Japanese Freelance Photojournalists Go Where the Action is Hottest

When freelance journalist Peter Allport found himself in the middle of an artillery barrage while covering a government assault on the resistance stronghold of O’Smach last summer, he balled himself up in a foxhole and covered his head.

Just after the last shells dropped, he peered up and saw photographer Masaru Goto smiling down at him as if nothing had happened.

“Oh Peter! What are you doing down there?” Allport quoted Goto as saying as he recounted the story last summer.

The tale is one of many circulating around Phnom Penh about the handful of young Japanese freelancers dubbed by local journalists as the “kamikaze photographers.”

While photographers and camera crews from major Japanese newspapers swoop into Phnom Penh for the big stories, stay in five-star hotels, then leave as soon as the dust settles. Goto, Toru Yokota and Ko Sasaki stay in a $3-a-night guesthouse then head to the front-lines hoping to get pictures that will sell for as little as $10 each to The Cambodia Daily or $25 to the Phnom Penh Post. Occasionally, they make bigger sales to the wire services or Japanese magazines.

“We’re not worried about money, we’re just trying to get a good shot,” said 26-year-old Ko Sasaki, a Tokyo native.

Still, money is a reality they cannot avoid. Nagoya-born Goto, 32, relies on loans from his brother to get him over rough financial times. Yokota, 27, goes back to Tokyo for three-month stints and shoots videos at weddings. Sasaki has worked as a photographer’s assistant in Tokyo taking pictures for advertisements.

“Real boring stuff, packages of cigarettes and things like that,” Sasaki said.

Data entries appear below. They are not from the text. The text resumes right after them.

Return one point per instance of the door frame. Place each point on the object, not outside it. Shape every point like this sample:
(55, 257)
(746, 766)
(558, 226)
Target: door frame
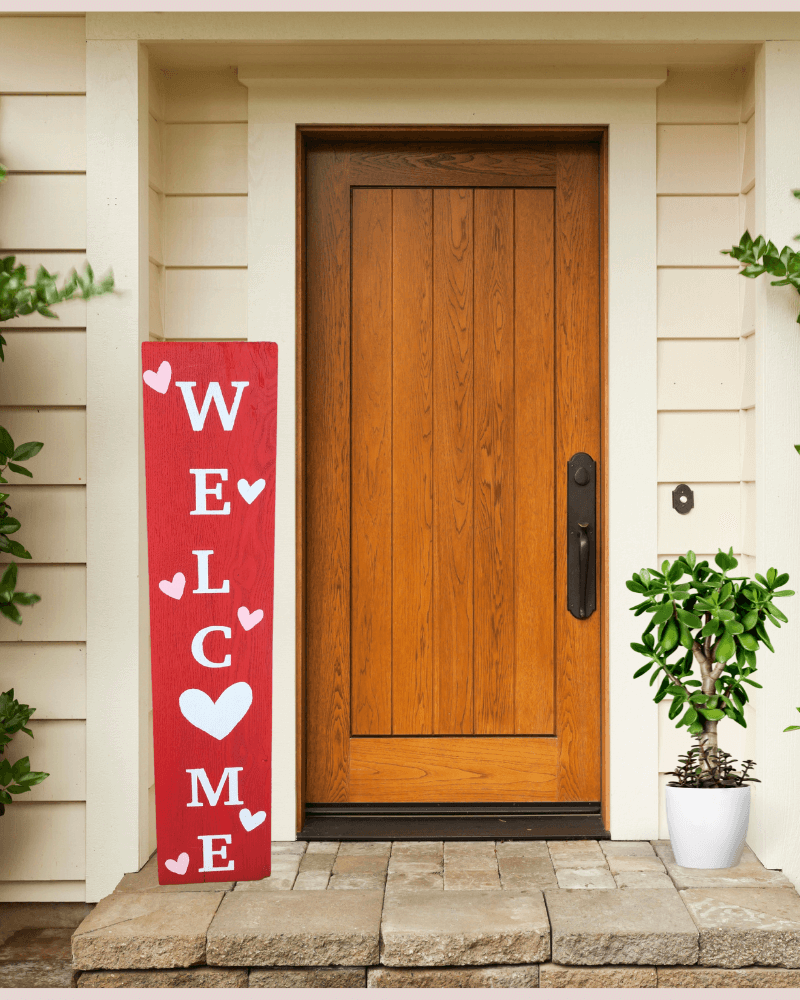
(305, 134)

Also part of the informal group is Kazuhiko Yamashita, a 23-year-old Meiji University student who has come to Cambodia twice on school breaks. But his parents in Tokyo have yet to find out that he spent his summer vacation last year at O’Smach in the middle of a battle.

”They didn’t know then, and they still don’t know,” he said. A picture of him made it into the Japanese-language version of Playboy mag­­­­azine in an article about students who spent their vacations in dangerous places.

Fortunately, Yamashita said, his parents are not subscri­bers.

Southeast Asia has long been a proving ground for combat photographers, according to photojournalists who came here in the early 1970s looking for battles.

“It always has been and always will be a proving ground,” said legendary Vietnam War-era photographer Tim Page who returned to Cambodia recently to cover the July elections.

“I guess it’s because there’s always so much combat around here.”

Page knows the dangers of combat photography. He was twice severely wounded in Vietnam, and recently published a book, “Requiem,” a tribute to the scores of photographers killed in Vietnam and Cambodia.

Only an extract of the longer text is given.